Distilled classifier scores by category (both heads)
| Category | Codex | Gemma |
|---|---|---|
| Metaresearch | 0.003 | 0.008 |
| Meta-epidemiology (narrow) | 0.000 | 0.000 |
| Meta-epidemiology (broad) | 0.000 | 0.000 |
| Bibliometrics | 0.001 | 0.001 |
| Science and technology studies | 0.001 | 0.001 |
| Scholarly communication | 0.001 | 0.001 |
| Open science | 0.000 | 0.001 |
| Research integrity | 0.001 | 0.001 |
| Insufficient payload (model declined to judge) | 0.001 | 0.000 |
Machine scores (provisional)
The two teacher heads of the student model, read on this work. A score orders the frame for review; it never asserts a category, and the validation status ships verbatim with every row.

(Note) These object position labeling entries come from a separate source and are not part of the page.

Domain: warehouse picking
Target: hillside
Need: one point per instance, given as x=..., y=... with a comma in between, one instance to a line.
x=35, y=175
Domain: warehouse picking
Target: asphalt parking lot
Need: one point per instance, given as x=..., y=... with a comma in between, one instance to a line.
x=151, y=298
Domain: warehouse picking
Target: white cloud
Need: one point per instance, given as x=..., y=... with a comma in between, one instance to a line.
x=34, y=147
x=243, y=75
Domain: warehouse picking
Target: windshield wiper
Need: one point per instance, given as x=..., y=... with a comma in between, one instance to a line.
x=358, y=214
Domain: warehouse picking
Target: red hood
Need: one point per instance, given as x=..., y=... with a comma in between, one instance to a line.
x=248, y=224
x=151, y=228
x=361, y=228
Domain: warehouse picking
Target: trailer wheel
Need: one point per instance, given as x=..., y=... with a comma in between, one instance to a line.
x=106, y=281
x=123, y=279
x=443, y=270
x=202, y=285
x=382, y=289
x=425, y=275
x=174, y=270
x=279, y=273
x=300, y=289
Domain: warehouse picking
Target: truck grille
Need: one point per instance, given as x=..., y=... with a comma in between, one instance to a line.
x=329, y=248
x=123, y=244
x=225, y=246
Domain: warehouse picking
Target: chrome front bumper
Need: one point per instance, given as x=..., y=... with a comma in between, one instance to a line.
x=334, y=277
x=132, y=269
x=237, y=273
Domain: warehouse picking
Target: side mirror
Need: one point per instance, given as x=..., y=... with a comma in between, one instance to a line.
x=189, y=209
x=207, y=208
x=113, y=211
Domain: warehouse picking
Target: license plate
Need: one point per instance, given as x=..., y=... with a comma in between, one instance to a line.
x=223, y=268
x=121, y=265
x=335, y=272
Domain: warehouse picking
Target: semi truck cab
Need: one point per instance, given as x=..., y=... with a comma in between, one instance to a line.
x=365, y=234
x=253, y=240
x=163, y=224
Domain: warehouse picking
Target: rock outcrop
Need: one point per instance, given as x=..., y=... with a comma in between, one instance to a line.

Baseline scores from an immature model (maturity gate not passed, 7 training rounds). Scores rank; they never assert a category.
score_only:v0-immature-baseline · verbatim from the scoring run: score_only means the number may rank works, and no category label ships from itClassification
machine, unvalidatedMachine predicted; a candidate call from one source (direct Gemma or distilled Codex), not a consensus.
How this classification was reached, model by model and score by score, is at the end of the page under "How this classification was reached".